Nondeterministic parser generators will perform lookahead or backtracking in an effort to resolve conflicts that cannot be handled by their underlying (usually deterministic) parser technologies. This gives extra parsing power, but at the cost of (worst case) exponentially increasing parse times.
Backtracking and lookahead algorithms are suitable for parsing languages which have a large deterministic core and only need small amounts of localised backtracking, such as C++. You should forget all about using these tools to handle very general grammars though (for instance for applications in natural language parsing) where you need parser generators based on algorithms such as the Early or Tomita parsers which display worst case cubic time (or quadratic time for unambiguous grammars).
Another thing to watch is that adding backtracking to a parser does not necessarily make it able to handle completely general grammars. None of the top-down parser generators described here are able to handle left-recursion, for instance, and there are more subtle effects that can catch you out if you do not fully understand the parser's backtracking behaviour.
ANTLR2 is the Java rewrite of PCCTS (see below). Its syntactic
predicates allow user controlled lookahead to resolve ambiguities which the
(otherwise LL(k)) parser algorithm cannot resolve.

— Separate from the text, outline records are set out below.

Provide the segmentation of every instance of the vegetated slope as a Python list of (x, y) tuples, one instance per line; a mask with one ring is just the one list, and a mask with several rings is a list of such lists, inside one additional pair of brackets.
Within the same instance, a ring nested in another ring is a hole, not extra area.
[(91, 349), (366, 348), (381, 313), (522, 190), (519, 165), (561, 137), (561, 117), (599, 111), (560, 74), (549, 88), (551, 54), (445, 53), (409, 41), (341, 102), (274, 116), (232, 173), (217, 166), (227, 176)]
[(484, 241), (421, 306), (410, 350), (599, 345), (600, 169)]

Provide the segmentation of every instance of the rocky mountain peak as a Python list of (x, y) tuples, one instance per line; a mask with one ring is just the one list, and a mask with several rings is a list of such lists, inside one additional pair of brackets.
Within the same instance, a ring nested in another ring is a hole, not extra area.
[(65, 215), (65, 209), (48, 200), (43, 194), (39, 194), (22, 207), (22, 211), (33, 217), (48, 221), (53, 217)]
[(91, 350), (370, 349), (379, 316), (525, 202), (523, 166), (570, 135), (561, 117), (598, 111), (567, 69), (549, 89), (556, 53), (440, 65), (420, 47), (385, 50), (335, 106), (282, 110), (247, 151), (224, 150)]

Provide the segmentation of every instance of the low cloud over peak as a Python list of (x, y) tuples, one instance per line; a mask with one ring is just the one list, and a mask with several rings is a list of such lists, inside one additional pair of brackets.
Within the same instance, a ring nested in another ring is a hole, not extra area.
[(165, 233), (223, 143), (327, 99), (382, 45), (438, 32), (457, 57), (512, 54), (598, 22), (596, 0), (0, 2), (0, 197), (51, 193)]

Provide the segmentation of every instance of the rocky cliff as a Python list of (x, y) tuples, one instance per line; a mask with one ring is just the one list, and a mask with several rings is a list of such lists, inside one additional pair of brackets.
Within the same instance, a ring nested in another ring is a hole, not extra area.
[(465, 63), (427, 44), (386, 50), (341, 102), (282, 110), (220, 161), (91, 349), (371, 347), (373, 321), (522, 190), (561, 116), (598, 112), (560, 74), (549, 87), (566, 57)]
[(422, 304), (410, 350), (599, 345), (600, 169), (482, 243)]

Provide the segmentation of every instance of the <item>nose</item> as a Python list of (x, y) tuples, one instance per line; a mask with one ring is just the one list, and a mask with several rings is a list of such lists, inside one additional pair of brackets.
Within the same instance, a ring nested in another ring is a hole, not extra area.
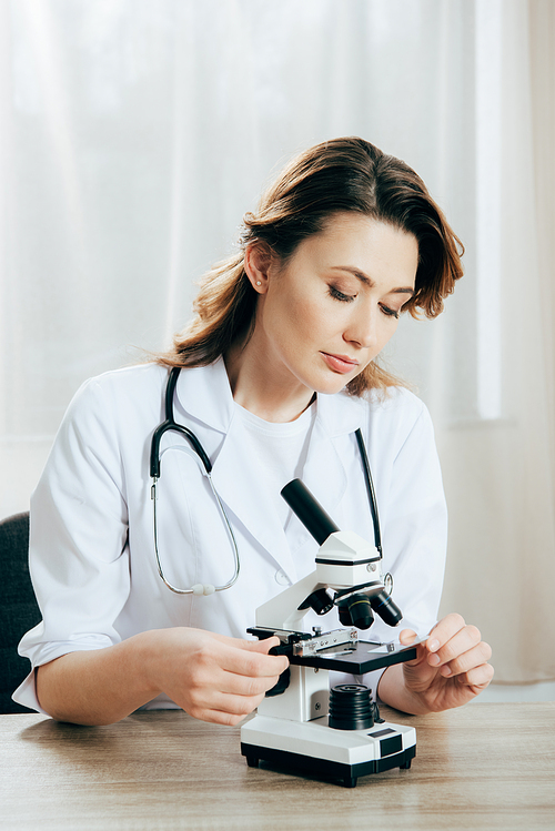
[(364, 305), (349, 322), (343, 340), (359, 348), (373, 348), (379, 345), (379, 318), (376, 310)]

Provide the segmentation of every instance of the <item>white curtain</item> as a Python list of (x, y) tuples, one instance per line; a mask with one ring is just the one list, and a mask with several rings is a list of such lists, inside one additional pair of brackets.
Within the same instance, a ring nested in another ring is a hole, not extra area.
[(466, 246), (386, 359), (428, 404), (444, 610), (496, 680), (555, 679), (551, 0), (0, 0), (0, 515), (87, 377), (159, 351), (297, 150), (360, 134)]

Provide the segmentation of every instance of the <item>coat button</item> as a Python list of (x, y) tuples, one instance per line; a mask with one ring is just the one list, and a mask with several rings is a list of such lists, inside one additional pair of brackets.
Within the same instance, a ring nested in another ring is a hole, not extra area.
[(289, 579), (287, 575), (284, 574), (281, 569), (275, 572), (275, 582), (278, 582), (280, 586), (291, 586), (291, 580)]

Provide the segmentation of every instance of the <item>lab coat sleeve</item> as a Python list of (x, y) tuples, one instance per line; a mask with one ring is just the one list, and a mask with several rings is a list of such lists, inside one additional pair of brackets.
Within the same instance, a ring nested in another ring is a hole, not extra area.
[[(113, 624), (129, 595), (130, 572), (113, 415), (110, 392), (99, 379), (81, 387), (31, 498), (29, 564), (43, 619), (23, 636), (19, 651), (33, 670), (120, 640)], [(42, 711), (33, 671), (14, 699)]]
[[(426, 637), (436, 624), (447, 546), (447, 511), (432, 420), (422, 402), (405, 391), (401, 396), (407, 399), (413, 417), (400, 426), (387, 496), (380, 499), (379, 494), (379, 509), (384, 570), (393, 576), (393, 599), (403, 620), (396, 630), (380, 621), (382, 640), (398, 638), (402, 629)], [(367, 679), (374, 690), (382, 672)]]
[(421, 413), (393, 462), (382, 541), (386, 568), (394, 577), (393, 597), (403, 611), (400, 626), (424, 637), (437, 621), (447, 510), (432, 420), (420, 405)]

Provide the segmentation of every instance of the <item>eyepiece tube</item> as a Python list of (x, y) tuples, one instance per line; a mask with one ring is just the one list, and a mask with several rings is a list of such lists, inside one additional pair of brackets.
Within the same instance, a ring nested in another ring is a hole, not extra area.
[(339, 531), (335, 523), (314, 499), (301, 479), (293, 479), (285, 485), (281, 495), (304, 527), (312, 534), (319, 546), (325, 543), (330, 534)]

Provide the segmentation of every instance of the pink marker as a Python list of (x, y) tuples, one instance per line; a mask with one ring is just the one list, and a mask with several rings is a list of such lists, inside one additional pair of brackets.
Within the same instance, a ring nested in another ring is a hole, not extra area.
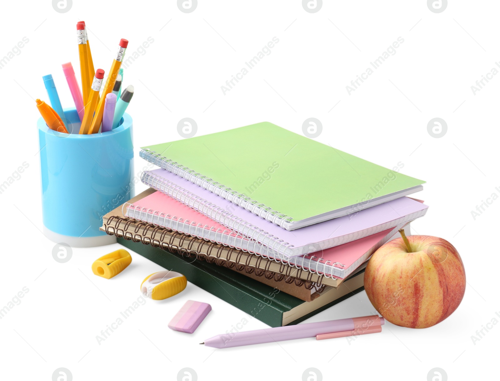
[(113, 118), (114, 116), (114, 107), (116, 105), (116, 96), (112, 92), (106, 96), (104, 102), (104, 112), (102, 114), (102, 126), (100, 132), (105, 132), (110, 131), (113, 128)]
[(84, 114), (85, 112), (84, 108), (84, 98), (82, 96), (80, 86), (78, 86), (73, 66), (71, 64), (70, 62), (62, 64), (62, 71), (64, 72), (66, 80), (68, 81), (68, 84), (70, 86), (70, 91), (71, 92), (71, 96), (73, 97), (73, 102), (74, 102), (74, 106), (76, 108), (78, 116), (80, 118), (80, 122), (82, 122), (84, 120)]
[[(268, 328), (256, 330), (244, 331), (220, 334), (205, 340), (204, 344), (214, 348), (229, 348), (232, 346), (248, 346), (250, 344), (260, 344), (262, 342), (272, 342), (283, 340), (292, 340), (296, 338), (314, 338), (319, 336), (318, 340), (329, 338), (334, 333), (340, 333), (340, 337), (362, 334), (362, 332), (373, 333), (380, 332), (378, 329), (371, 328), (380, 326), (385, 322), (383, 318), (378, 315), (363, 316), (349, 319), (330, 320), (317, 323), (298, 324), (296, 326), (286, 326), (284, 327)], [(359, 332), (356, 332), (358, 329)], [(382, 329), (380, 329), (382, 330)], [(324, 335), (325, 335), (324, 336)], [(332, 337), (333, 336), (332, 336)]]

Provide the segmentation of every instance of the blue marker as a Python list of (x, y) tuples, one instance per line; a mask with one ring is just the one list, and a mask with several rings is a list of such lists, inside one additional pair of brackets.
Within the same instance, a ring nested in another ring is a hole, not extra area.
[(64, 121), (66, 118), (64, 113), (62, 112), (62, 106), (61, 106), (61, 102), (59, 100), (58, 90), (56, 88), (54, 80), (52, 78), (52, 74), (48, 74), (46, 76), (44, 76), (42, 79), (43, 79), (44, 83), (45, 84), (45, 88), (47, 90), (48, 99), (50, 101), (50, 106), (54, 109), (54, 111), (58, 113), (58, 115), (60, 117), (60, 118)]
[(114, 108), (114, 116), (113, 118), (113, 128), (116, 128), (118, 126), (118, 124), (122, 120), (122, 117), (125, 114), (125, 110), (128, 106), (128, 104), (132, 99), (134, 96), (134, 86), (129, 84), (124, 92), (122, 93), (122, 96), (118, 102), (116, 102), (116, 106)]

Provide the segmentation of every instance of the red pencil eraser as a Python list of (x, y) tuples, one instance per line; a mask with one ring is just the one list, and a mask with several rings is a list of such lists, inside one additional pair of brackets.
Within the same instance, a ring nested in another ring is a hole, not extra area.
[(96, 70), (96, 78), (98, 80), (104, 78), (104, 70), (102, 69), (98, 69)]

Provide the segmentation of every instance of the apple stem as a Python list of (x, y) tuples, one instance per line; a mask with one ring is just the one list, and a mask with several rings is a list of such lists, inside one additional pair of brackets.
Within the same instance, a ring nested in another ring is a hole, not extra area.
[(400, 234), (401, 234), (401, 236), (402, 237), (403, 241), (404, 242), (404, 244), (406, 246), (406, 250), (408, 250), (408, 252), (413, 252), (412, 246), (410, 245), (410, 242), (408, 242), (408, 238), (406, 238), (406, 234), (404, 234), (404, 229), (401, 228), (398, 231), (400, 232)]

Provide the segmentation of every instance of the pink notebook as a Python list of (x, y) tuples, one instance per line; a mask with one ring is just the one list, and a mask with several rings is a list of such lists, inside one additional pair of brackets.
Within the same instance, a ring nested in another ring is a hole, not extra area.
[[(124, 215), (129, 218), (242, 249), (304, 270), (340, 278), (346, 278), (358, 268), (378, 248), (397, 234), (402, 227), (394, 226), (305, 256), (288, 258), (260, 242), (230, 230), (160, 192), (144, 197), (135, 204), (126, 204), (124, 212)], [(311, 244), (314, 246), (314, 244)]]

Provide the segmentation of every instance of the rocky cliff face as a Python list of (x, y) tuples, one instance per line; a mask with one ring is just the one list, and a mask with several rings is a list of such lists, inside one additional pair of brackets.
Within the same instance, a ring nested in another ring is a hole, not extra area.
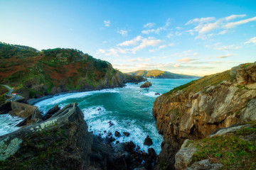
[[(55, 110), (56, 111), (56, 110)], [(156, 153), (131, 141), (112, 147), (87, 131), (77, 103), (0, 137), (1, 169), (151, 169)]]
[[(74, 49), (38, 51), (0, 42), (0, 83), (25, 98), (60, 92), (92, 91), (145, 81), (114, 69), (106, 61)], [(1, 96), (0, 96), (1, 101)]]
[(256, 119), (256, 64), (204, 76), (158, 97), (156, 126), (164, 135), (156, 169), (174, 169), (185, 139), (201, 139), (221, 128)]

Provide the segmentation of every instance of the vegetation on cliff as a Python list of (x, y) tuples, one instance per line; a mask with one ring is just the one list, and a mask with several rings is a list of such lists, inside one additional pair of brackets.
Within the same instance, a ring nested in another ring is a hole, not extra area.
[(157, 79), (198, 79), (200, 76), (190, 76), (186, 74), (180, 74), (176, 73), (171, 73), (166, 71), (161, 71), (159, 69), (153, 70), (138, 70), (132, 72), (127, 73), (134, 76), (142, 76), (149, 78), (157, 78)]
[(256, 120), (255, 73), (256, 63), (240, 64), (156, 98), (154, 115), (164, 139), (158, 167), (174, 168), (174, 156), (186, 139), (203, 139), (220, 128)]
[(143, 81), (122, 74), (110, 63), (74, 49), (49, 49), (0, 43), (0, 84), (26, 98), (79, 90), (124, 86)]

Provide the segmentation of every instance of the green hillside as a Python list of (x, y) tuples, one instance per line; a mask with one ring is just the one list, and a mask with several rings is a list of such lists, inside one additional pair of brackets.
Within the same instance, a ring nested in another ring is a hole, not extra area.
[(200, 76), (190, 76), (186, 74), (179, 74), (171, 73), (159, 69), (153, 70), (138, 70), (133, 72), (127, 73), (129, 75), (142, 76), (144, 77), (157, 78), (157, 79), (198, 79)]
[(9, 85), (26, 98), (122, 86), (126, 82), (144, 80), (74, 49), (38, 51), (0, 42), (0, 84)]

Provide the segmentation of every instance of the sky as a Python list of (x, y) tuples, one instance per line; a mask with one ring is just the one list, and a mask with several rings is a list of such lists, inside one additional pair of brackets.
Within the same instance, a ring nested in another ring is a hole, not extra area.
[(204, 76), (256, 61), (256, 1), (0, 0), (0, 42)]

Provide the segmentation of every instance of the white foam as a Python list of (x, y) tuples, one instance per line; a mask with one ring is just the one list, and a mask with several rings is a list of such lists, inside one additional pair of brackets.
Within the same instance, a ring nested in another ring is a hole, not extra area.
[[(146, 108), (145, 109), (151, 110), (151, 108)], [(107, 116), (111, 112), (106, 110), (102, 106), (84, 108), (82, 112), (84, 113), (85, 120), (88, 125), (88, 130), (92, 131), (94, 135), (100, 135), (102, 137), (105, 138), (111, 132), (112, 137), (115, 139), (115, 141), (112, 142), (113, 144), (117, 140), (120, 142), (132, 140), (146, 152), (148, 148), (153, 147), (156, 154), (160, 153), (163, 137), (158, 133), (154, 123), (142, 124), (142, 123), (134, 120), (117, 120), (114, 117)], [(114, 124), (112, 126), (110, 125), (110, 121)], [(143, 128), (142, 128), (142, 125)], [(117, 137), (114, 136), (116, 130), (120, 132), (121, 137)], [(104, 132), (105, 131), (106, 132)], [(129, 132), (130, 135), (129, 137), (124, 136), (124, 132)], [(150, 147), (144, 144), (144, 140), (147, 135), (149, 135), (153, 140), (153, 144)]]
[[(119, 88), (110, 89), (103, 89), (100, 91), (84, 91), (84, 92), (78, 92), (78, 93), (70, 93), (65, 94), (61, 94), (55, 96), (46, 100), (39, 101), (34, 105), (39, 108), (39, 110), (43, 110), (46, 113), (46, 108), (48, 106), (54, 106), (56, 104), (58, 104), (61, 102), (64, 102), (68, 99), (80, 98), (84, 98), (88, 96), (92, 96), (95, 94), (100, 93), (120, 93)], [(63, 104), (65, 105), (66, 103)], [(61, 106), (59, 106), (61, 108)]]
[(23, 120), (18, 117), (12, 117), (9, 114), (0, 115), (0, 136), (19, 129), (19, 127), (15, 125)]
[(154, 91), (149, 91), (149, 93), (143, 93), (144, 95), (149, 96), (149, 97), (156, 98), (156, 97), (159, 96), (159, 95), (157, 95), (157, 94), (156, 95), (156, 92), (154, 92)]

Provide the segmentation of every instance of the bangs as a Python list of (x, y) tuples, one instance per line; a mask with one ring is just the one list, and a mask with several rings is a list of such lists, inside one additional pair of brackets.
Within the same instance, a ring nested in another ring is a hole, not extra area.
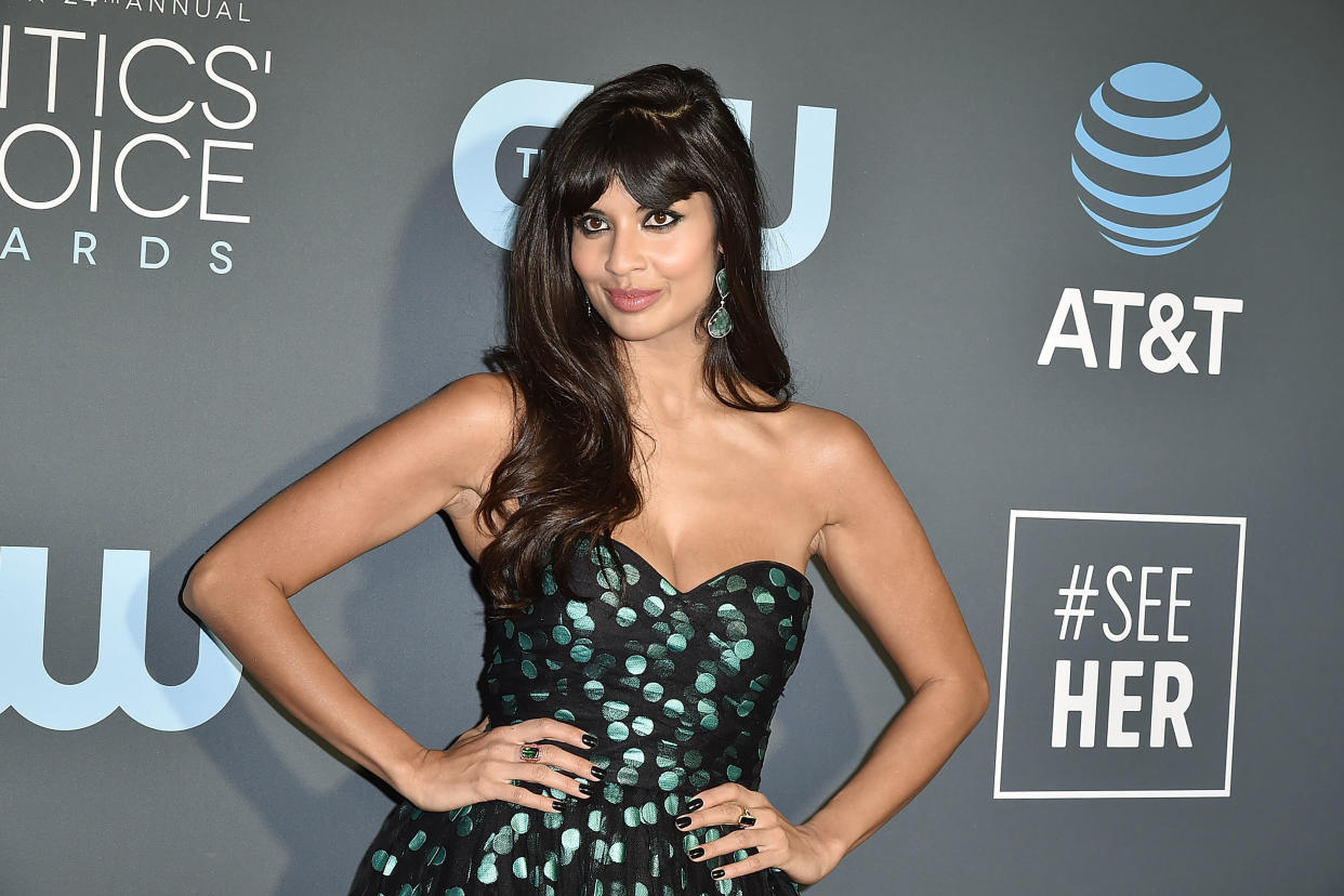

BtYACC (Backtracking YACC) is Berkley YACC modified to perform exhaustive
backtracking when it comes across a conflict in the table by first shifting and
then backing up and making all possible reductions until it finds a successful
parse or until it has tried every possibility. I have used BTYACC on Windows
95 and I find it robust and easy to use. The documentation is extremely sparse,
but the authors (Chris Dodd and Vadim Maslov) are friendly.
Cocktail
is a compiler writer's toolkit that includes the LARK parser generator
which generates backtracking LR parsers. Evaluation versions for
Windows 95 and NT may be downloaded but the full kit is commercial. An
earlier, free, version of Cocktail which does not include LARK is
available here
Information supplied to me by the author, Josef Grosch
COCOM also known as
Russian armoury
is a compiler writer's toolkit that includes the MSTA parser generator
which generates LR(k) and LALR(k) parsers using a modified DeRemer
algorithm. The author is working on a version with Tomita-style
backtracking.
Information supplied to me by the author, Vladimir Makarov who tells me that
MSTA's status is `experimental' and that the documentation needs work. Other
parts of the toolkit are more battle hardened.
Our own
GRDP is based on a new backtracking recursive descent parsing
algorithm that can handle grammars requiring arbitrary amounts of
lookahead and which even behaves correctly when presented with
ambiguous grammars. It is presently a prototype but we are building
the algorithms into our new project PGT (Permutation Grammar Tool)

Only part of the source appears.